De acordo com Tadeu Veneri (PT), os sete oposicionistas e mais boa parte da chamada bancada independente devem votar favoravelmente à medida. O petista argumentou que o TJ, o TC, o MP e a AL dispõem hoje de verbas mais do que suficientes para suas necessidades. "O mais correto é que tenhamos um orçamento com esses valores já alocados, para que possam ser utilizados de forma mais plural. Essa história de devolver e depois os recursos serem usados conforme, às vezes, a conveniência deste ou daquele deputado acaba criando uma situação de desigualdade no tratamento orçamentário", disse.
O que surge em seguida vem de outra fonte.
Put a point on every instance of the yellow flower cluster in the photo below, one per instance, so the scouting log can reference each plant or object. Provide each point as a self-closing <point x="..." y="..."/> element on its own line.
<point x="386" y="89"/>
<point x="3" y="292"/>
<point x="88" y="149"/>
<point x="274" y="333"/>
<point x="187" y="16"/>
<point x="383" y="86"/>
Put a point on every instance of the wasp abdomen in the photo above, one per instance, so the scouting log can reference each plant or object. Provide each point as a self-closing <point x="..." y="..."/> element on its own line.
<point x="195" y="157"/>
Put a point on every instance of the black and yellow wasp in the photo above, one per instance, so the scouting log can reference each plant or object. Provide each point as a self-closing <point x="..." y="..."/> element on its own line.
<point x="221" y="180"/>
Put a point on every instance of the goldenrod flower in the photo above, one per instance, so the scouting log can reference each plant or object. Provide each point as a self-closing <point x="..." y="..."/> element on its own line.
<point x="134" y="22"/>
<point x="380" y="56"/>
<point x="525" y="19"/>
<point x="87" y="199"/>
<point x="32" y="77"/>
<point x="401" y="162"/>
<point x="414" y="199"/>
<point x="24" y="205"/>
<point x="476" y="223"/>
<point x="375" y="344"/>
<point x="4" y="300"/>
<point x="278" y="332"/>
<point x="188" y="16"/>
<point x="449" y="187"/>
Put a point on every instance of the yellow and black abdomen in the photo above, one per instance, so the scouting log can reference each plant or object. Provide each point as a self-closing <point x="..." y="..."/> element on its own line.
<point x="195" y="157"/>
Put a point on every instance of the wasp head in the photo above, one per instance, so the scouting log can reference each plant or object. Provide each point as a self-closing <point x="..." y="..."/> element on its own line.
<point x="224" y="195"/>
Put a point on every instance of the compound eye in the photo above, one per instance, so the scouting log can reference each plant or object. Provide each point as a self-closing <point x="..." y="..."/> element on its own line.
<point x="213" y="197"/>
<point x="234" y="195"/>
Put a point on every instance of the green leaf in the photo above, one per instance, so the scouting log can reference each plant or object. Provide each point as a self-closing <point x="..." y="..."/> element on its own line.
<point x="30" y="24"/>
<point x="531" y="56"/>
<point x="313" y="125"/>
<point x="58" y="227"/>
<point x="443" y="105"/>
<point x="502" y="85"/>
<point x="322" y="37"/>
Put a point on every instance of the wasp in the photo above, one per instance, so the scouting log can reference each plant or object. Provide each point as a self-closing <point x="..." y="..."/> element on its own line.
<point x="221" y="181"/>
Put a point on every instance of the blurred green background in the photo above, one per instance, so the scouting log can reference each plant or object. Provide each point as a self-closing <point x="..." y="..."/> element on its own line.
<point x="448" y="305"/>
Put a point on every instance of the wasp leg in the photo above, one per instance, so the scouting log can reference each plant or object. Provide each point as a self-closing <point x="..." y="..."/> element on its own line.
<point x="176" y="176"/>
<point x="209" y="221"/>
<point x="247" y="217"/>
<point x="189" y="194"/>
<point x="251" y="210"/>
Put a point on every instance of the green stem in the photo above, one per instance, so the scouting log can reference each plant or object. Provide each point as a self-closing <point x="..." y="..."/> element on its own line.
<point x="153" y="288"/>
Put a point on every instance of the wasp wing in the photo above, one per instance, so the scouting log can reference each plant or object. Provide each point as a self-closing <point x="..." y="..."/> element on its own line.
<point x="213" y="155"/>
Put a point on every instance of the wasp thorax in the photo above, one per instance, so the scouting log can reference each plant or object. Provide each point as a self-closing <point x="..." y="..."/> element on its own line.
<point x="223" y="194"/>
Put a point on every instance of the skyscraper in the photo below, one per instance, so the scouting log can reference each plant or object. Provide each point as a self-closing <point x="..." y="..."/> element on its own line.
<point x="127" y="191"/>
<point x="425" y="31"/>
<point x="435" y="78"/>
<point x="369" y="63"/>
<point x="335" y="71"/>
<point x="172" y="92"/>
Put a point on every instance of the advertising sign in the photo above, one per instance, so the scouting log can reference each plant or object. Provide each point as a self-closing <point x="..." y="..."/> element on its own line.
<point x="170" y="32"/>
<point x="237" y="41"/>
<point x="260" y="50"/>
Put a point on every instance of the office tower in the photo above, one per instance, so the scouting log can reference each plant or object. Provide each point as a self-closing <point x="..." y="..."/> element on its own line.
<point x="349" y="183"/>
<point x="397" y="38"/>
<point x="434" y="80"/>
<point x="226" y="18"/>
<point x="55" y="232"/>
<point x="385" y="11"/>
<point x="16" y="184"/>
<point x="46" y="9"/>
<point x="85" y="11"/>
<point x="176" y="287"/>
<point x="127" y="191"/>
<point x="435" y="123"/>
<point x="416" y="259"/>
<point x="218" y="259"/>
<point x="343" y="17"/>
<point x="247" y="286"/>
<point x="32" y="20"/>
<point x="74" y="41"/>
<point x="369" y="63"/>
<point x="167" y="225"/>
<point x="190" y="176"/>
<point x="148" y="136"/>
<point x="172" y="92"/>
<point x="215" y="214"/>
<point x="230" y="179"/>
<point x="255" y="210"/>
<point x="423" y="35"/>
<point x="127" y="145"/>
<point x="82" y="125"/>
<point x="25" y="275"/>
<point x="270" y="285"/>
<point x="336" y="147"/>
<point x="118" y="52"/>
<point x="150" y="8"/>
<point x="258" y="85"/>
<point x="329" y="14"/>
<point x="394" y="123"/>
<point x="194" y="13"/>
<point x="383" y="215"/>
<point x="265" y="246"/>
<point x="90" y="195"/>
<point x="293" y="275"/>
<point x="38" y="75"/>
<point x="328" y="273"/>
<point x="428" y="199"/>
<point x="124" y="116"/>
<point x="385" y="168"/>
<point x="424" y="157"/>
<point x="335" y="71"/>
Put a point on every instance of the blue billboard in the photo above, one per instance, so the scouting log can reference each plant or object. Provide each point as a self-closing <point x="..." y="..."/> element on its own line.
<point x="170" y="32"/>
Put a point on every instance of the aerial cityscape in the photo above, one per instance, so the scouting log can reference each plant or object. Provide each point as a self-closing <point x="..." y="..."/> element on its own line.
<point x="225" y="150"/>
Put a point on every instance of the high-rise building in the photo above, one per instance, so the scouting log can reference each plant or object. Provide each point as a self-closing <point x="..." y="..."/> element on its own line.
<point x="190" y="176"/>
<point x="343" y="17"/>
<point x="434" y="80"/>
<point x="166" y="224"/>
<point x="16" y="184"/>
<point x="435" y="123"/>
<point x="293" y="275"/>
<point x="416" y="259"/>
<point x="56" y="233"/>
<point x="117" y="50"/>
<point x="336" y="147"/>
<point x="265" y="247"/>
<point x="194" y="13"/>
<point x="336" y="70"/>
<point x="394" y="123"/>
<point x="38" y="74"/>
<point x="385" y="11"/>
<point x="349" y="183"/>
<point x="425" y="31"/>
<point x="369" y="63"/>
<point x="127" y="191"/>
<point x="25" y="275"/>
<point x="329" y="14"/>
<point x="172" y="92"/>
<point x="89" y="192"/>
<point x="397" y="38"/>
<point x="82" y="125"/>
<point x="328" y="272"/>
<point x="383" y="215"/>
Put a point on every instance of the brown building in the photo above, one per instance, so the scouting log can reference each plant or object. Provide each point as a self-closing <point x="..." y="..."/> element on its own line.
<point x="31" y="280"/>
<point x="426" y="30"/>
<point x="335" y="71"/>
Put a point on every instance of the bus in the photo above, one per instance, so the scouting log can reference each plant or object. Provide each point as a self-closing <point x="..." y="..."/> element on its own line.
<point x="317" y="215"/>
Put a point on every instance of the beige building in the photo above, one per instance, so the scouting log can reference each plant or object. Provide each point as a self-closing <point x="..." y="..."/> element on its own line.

O líder do governo, Luiz Cláudio Romanelli (PSB), por sua vez, defendeu que a questão seja amplamente debatida. "Nós vivemos num estado democrático de direito, onde você tem que ter independência e harmonia entre os poderes. Os orçamentos têm de ser definidos a partir de um amplo processo de diálogo", ponderou. Segundo ele, houve uma expansão das atividades do TC e do MP, o que poderia dificultar a redução dos repasses. "Há despesas que tem de ser efetivamente cumpridas. Na medida que você expandiu, melhorou o serviço, tem de ter receita para isso. Não há como de um ano para o outro subtrair tão brutalmente aquilo que está previsto já no planejamento." Ele adiantou que hoje mesmo irá procurar o governador e os representantes dos demais poderes, para iniciar as conversas, em busca de um entendimento. (M.F.R.)